There are some conventional pop/rock songs (Too Much Time), some jerky time signatures (Sun Zoom Spark), some dadaist poetry (Golden Birdies) and some freeform guitar noise (Big Eyed Beans From Venus). After Clear Spot the floodgates opened and I explored his other work, embracing it all, always intrigued and rarely disappointed. Even the maligned Blue Jeans and Moonbeams starts with a beaut in Observatory Crest.

It is of course Trout Mask Replica that people hold up as the career highlight, the album to judge him by. What I'm trying to say is that there are other ways in to his work, and I would encourage anyone who is put off by TMR to dig deeper. I love Trout Mask Replica but every time I hear it I am reminded of Brian Eno's comment about it - "they sound like they never heard music before." So perceptive.

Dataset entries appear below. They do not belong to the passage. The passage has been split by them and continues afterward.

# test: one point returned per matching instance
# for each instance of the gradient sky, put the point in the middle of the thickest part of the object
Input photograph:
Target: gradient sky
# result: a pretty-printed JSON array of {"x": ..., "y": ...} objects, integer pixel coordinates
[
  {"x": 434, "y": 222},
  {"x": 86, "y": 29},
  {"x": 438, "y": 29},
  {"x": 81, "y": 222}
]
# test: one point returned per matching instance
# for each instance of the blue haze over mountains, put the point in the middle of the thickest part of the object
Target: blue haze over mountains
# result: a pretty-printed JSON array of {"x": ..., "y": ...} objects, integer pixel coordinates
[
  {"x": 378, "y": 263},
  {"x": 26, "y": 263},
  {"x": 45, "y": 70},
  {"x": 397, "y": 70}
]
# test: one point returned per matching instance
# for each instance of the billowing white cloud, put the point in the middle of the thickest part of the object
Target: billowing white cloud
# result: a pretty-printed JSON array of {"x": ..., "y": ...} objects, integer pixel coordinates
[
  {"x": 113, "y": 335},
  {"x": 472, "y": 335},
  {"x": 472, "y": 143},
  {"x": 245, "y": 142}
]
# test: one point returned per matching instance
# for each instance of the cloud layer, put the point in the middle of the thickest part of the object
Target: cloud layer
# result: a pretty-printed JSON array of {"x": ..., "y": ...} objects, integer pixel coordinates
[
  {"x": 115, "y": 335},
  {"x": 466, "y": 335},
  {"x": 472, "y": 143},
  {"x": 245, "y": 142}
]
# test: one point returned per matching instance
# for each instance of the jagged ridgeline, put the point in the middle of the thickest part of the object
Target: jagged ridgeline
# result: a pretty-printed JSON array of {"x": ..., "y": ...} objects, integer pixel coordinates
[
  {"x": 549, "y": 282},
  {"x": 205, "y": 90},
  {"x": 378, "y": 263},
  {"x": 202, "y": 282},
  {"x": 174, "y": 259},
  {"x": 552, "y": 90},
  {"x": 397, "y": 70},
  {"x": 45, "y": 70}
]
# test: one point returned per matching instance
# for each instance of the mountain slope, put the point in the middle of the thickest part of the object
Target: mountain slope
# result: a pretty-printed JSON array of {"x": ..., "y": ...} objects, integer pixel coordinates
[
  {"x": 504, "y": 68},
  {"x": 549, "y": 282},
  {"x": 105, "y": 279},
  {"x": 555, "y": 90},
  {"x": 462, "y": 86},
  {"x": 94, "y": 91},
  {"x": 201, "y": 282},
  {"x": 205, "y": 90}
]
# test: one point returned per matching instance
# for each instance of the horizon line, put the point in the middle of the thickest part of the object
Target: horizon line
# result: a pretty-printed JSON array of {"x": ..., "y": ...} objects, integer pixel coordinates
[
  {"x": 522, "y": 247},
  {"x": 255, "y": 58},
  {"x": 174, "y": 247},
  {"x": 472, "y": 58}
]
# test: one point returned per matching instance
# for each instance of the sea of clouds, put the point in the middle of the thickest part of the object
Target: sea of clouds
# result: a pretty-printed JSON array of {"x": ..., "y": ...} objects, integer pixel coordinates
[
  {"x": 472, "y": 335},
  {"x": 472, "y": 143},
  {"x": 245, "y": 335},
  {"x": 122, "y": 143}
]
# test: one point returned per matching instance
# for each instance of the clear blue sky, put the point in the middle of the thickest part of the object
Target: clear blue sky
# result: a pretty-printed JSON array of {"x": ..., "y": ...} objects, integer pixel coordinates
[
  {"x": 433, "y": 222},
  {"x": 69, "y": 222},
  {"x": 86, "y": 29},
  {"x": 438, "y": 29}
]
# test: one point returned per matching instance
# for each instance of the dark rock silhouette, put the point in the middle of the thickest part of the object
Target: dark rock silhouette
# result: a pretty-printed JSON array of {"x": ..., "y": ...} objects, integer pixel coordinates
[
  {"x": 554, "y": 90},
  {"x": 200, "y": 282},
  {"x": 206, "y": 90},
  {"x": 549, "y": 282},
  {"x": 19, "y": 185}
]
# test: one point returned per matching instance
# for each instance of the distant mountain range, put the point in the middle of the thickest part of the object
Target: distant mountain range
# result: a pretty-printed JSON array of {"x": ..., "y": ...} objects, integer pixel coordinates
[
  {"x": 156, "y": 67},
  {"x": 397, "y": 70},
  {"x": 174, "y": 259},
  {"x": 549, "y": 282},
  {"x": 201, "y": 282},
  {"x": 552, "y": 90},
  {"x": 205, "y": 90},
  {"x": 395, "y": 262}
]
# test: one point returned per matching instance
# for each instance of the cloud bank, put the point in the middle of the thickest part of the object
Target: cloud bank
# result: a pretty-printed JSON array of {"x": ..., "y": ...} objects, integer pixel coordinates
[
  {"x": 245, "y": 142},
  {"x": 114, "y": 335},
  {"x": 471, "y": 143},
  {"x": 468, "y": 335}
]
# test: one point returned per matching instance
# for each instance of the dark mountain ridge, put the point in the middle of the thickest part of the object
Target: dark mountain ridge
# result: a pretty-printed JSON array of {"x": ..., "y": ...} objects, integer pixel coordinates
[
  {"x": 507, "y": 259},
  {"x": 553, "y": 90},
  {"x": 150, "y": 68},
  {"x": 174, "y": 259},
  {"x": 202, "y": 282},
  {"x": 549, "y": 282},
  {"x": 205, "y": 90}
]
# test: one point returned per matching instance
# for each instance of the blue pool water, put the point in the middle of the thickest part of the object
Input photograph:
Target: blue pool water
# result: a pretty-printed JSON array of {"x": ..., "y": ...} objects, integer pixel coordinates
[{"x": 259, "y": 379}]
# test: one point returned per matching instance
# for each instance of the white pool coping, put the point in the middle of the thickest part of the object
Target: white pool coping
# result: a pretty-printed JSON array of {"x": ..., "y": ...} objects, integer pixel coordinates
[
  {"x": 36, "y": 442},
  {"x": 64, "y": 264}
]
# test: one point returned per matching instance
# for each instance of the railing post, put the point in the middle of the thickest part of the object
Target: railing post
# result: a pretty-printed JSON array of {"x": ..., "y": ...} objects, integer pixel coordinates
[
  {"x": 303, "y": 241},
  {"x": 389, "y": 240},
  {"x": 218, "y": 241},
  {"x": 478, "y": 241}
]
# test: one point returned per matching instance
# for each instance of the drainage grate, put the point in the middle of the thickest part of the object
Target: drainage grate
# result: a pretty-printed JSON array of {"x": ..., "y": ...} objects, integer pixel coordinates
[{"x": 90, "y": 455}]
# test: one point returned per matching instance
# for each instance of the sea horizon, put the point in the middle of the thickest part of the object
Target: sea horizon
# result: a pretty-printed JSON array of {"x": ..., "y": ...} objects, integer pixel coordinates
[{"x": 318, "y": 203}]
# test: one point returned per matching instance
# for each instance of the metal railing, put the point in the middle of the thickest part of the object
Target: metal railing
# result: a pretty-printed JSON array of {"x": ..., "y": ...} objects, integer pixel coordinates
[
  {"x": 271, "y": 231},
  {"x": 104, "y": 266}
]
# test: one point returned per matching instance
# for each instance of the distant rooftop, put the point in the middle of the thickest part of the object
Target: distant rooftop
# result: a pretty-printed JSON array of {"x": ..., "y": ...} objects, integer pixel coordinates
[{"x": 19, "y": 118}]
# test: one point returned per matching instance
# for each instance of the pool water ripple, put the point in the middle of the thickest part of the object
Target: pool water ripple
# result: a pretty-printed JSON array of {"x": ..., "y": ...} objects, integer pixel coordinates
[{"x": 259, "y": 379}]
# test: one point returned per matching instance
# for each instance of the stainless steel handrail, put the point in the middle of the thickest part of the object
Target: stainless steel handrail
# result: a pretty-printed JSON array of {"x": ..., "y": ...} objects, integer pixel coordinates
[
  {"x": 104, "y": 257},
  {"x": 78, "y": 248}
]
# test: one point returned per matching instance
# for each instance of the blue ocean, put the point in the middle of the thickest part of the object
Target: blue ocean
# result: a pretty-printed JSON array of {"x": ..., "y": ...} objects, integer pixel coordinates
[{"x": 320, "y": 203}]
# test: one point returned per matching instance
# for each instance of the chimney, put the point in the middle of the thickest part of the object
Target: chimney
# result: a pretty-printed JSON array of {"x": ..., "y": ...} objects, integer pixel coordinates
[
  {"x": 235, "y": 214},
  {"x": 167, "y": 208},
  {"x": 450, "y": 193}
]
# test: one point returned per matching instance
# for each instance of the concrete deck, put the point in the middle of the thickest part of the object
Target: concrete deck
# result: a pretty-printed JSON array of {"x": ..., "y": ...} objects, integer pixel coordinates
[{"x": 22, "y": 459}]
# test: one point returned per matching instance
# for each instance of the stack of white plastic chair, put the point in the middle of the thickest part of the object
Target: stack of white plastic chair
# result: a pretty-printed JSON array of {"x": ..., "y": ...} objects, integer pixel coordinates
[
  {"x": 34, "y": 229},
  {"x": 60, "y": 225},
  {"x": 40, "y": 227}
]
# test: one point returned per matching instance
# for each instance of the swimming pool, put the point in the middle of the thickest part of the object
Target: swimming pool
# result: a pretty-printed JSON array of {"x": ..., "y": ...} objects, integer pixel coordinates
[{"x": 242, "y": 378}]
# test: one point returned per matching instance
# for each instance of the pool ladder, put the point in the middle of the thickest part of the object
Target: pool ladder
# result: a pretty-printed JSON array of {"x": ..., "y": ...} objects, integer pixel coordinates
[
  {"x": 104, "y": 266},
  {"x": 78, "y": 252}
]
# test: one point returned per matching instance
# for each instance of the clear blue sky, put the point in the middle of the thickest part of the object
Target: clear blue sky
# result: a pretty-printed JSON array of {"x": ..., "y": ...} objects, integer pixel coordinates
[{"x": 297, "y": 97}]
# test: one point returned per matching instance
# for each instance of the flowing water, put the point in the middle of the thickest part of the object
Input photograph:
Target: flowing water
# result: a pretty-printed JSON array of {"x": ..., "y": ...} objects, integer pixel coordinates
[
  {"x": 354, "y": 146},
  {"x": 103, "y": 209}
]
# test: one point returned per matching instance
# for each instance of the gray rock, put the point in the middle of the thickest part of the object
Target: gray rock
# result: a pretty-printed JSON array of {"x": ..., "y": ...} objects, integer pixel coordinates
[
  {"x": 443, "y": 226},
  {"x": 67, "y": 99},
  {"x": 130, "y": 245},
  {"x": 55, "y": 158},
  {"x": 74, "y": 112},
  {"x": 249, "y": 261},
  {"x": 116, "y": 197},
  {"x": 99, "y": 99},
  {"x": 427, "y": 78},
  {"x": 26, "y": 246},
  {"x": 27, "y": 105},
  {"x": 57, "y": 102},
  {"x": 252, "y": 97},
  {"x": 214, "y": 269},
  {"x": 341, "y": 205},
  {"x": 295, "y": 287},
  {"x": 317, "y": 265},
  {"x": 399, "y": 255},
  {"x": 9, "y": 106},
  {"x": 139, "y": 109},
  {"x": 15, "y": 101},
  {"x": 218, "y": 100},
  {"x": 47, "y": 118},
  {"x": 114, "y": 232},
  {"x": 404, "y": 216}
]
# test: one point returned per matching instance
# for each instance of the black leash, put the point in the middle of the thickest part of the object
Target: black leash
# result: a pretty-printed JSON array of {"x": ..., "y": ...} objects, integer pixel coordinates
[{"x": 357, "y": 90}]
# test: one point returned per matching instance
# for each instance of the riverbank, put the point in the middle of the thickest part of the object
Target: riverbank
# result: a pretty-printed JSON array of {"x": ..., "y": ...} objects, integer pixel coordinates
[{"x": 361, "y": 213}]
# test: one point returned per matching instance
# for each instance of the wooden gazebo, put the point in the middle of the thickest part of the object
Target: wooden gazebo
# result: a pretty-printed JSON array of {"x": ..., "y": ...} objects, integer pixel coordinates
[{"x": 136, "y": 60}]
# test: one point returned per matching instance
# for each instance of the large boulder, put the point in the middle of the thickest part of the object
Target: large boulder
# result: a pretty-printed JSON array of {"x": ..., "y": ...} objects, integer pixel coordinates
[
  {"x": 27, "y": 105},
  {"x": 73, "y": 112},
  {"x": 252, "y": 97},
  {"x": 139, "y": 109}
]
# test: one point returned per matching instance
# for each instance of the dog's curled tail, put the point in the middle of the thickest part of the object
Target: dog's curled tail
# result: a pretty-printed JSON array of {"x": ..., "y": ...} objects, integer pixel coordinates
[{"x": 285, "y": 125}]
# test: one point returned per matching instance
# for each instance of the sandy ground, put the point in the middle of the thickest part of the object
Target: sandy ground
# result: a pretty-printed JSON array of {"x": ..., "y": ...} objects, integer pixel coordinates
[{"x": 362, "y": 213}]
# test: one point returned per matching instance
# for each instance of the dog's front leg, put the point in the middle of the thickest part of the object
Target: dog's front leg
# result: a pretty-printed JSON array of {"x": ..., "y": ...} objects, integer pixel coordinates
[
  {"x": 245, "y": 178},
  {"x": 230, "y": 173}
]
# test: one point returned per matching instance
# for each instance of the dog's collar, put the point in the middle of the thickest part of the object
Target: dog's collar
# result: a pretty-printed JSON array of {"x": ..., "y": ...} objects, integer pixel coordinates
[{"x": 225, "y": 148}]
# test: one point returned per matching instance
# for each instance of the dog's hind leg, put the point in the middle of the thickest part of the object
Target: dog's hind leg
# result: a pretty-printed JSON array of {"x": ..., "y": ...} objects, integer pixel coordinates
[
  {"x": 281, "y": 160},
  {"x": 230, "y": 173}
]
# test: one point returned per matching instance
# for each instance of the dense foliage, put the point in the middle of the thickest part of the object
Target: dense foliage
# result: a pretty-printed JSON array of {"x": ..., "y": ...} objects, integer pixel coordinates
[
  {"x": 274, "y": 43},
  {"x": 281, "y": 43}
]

Not only did it stretch the boundaries of 'rock' music, but it played a major part in creating today's post-punk post-rock music world. Lester Bangs said that Beefheart was the most important artist to emerge from the '60s, more important than the Beatles, and he has a point. I know who I listen to more.
Captain Beefheart, (or Don Van Vliet) was a unique musician and artist. He had a prodigious talent for sculpture and won a scholarship to Europe when he was just 13, although he didn't take it up as his family relocated to the mojave desert. He also made more money from painting than he ever did from his music, though it is for the latter he will be remembered. With the Magic Band he was able to pull apart and reassemble the very structure of rock music and to follow his own vision. We can only hope to find someone with such a singular vision again.